I'm not sure if this is a legitimate 'musical genre' or not, hence created it in my userspace. It needs a more comprehensive intro/discussion before i'm comfortable entering it into wikipedia-proper. --Quiddity 21:56, 30 October 2005 (UTC) (updated Quiddity 22:35, 20 June 2006 (UTC))
I suggest listing the composers alphabetically by last name first with the last name in boldface. It makes things easier to find. Jeffmatt
Why are some of the composers bolded? Nationalparks 14:09, 23 June 2006 (UTC)
- Theoretically, they're the most notable/famous composers of film scores. -Quiddity 19:41, 23 June 2006 (UTC)
Notable film score composers
We really need to pick some kind of criteria for "Notability", and severely reduce the size of this list section, whilst moving all non-included names to the "List of" article. We also need to avoid this turning into a popularity contest, and a western-centric one too. (Ideally, the resulting list will eventually get rewritten into good prose.) --Quiddity 23:15, 7 September 2006 (UTC)

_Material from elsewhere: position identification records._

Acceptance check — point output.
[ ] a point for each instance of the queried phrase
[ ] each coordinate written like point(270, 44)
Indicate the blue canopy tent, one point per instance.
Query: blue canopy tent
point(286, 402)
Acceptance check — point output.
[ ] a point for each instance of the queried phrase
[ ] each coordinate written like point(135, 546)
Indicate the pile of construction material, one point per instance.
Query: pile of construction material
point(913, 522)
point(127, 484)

- won at least 1 major industry award
--> but which major industry award? There are many major cinema industry awards for film scoring in many countries (perhaps one or two notable composers from distinct regions of the world could be selected)? AppleJuggler 07:54, 31 January 2007 (UTC)
- perhaps limit the number of entries to 15-20 (?)
--> the number interval indicated above is arbitrary; why not a nice round 10 (say if we have 4 major continents (the Americas, Asia, Europe and Africa), two renown composers from each would suffice perhaps)? AppleJuggler 07:54, 31 January 2007 (UTC)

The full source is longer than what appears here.